Brydie Maro pulls the snake out from under a Mossman house. Source: Facebook/Brydie Maro
Brydie Maro pulls the snake out from under a Mossman house. Source: Facebook/Brydie Maro

"It's a big snake, we've got to be pretty careful with this one," Ms Maro can be heard saying in a video posted to her Facebook page.

"I am going to have to put this thing in my toolbox I think, I don't think I have a bag big enough."

It wasn't even the first time she'd removed a snake from this particular house, Ms Maro told Yahoo 7.

"I've done a lot of electrical work for this couple over the last four or five years and I've gotten to know the customer quite well," she said.

"I have removed snakes from the property in the past. There were two green tree snakes residing in the meter board at one stage. The meter reader guy had come out and said, 'nope, I'm not touching it.'"

In the video of her latest capture, Ms Maro can be seem calmly and casually crawling under the house, capturing the snake, bringing out and handling it with ease, then walking it to her car, where she proceeds to lock it into her toolbox to re-home in nearby bushland.

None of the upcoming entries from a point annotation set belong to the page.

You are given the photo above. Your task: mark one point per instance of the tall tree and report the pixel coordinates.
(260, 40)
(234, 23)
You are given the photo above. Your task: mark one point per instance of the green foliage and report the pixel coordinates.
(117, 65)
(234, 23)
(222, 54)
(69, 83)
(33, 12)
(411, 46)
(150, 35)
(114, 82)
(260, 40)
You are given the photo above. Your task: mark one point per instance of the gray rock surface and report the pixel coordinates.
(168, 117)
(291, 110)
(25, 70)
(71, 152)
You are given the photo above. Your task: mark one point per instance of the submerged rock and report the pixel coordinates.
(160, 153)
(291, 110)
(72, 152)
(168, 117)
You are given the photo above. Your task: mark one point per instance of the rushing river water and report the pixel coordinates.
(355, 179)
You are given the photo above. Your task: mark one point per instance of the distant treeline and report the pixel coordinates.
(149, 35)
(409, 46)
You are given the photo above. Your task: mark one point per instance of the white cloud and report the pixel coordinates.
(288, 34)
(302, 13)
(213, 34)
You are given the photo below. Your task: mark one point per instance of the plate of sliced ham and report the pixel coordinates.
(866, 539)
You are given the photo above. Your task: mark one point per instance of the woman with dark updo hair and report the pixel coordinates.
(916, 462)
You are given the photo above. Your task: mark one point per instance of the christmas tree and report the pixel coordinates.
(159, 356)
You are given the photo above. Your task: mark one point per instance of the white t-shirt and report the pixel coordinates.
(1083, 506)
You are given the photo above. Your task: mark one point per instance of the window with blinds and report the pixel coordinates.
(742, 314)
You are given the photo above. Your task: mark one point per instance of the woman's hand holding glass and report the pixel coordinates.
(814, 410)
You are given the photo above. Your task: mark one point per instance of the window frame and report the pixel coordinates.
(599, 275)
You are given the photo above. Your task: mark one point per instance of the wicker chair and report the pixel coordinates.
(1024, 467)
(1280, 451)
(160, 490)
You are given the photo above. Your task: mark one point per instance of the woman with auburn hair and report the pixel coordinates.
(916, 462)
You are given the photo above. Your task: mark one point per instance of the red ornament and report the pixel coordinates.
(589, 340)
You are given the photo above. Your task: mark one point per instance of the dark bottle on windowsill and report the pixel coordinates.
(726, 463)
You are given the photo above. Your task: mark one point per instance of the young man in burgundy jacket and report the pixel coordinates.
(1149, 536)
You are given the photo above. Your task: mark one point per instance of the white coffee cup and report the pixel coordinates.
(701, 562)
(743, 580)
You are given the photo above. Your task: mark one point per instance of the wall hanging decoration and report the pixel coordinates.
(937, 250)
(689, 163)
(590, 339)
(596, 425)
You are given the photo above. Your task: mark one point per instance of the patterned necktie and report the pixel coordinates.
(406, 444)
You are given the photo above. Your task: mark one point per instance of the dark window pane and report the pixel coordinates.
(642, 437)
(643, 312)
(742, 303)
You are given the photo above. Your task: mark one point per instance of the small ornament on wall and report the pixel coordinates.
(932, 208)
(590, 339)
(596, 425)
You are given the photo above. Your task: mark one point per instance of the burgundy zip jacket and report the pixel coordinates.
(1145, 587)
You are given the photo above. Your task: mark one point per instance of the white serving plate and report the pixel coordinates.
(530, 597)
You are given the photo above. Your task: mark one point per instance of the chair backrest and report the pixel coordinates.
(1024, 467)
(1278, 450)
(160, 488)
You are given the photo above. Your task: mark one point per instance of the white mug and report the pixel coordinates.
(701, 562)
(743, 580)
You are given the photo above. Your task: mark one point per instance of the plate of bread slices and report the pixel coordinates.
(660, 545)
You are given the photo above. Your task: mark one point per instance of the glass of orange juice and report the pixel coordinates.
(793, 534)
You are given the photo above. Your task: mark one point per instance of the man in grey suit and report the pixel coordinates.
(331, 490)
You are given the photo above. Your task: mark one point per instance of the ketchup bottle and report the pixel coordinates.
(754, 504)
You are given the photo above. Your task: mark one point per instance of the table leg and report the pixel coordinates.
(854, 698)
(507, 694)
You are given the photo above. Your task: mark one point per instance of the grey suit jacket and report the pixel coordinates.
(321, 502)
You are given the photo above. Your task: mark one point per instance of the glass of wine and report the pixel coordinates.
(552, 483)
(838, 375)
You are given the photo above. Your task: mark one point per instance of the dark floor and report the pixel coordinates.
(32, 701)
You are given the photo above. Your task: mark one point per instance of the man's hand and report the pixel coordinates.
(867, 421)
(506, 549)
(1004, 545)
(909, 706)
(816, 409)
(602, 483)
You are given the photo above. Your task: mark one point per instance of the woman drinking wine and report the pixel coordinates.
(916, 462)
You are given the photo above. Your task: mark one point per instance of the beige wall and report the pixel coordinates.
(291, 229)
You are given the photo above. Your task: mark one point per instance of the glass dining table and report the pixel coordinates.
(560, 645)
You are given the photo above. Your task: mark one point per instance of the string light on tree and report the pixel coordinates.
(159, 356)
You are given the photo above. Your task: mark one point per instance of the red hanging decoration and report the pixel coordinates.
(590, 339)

"My god Brydie, keep this up and you'll have your own TV show," one person wrote underneath the Facebook video.

"No way, that’s insane bravery Brydie. My skin is still crawling," wrote another.

The snake was a female scrub python. Source: Facebook/Brydie Maro
The snake was a female scrub python. Source: Facebook/Brydie Maro

"I do think snakes pick up if people are nervous," Ms Maro told Yahoo 7.

"It's always a good idea to go in behind the head, behind the jawbone, and if you just lock in your fingers there, they can't turn on you. They can whip their tail around, do what they want, but they can't bite."

While the residents were undoubtedly happy to have the snake removed from their property, it came at a sad cost.

The giant lump in the snake's mid-section was the family's cat, which the snake had eaten before being caught.

Brydie slings the snake over her shoulder and takes it to her car. Source: Facebook/Brydie Maro
Brydie slings the snake over her shoulder and takes it to her car. Source: Facebook/Brydie Maro

Ms Maro said the cat had most likely been consumed about two hours before she caught it.

"Snakes' internal organs are not like ours, it's like a long tube that goes straight down," Ms Maro told Yahoo 7.

"They can take in anything up to a maximum of three times their own body weight.

"The way the skull is structured, they can dislocate their own jaw. It's a pretty horrible way to go."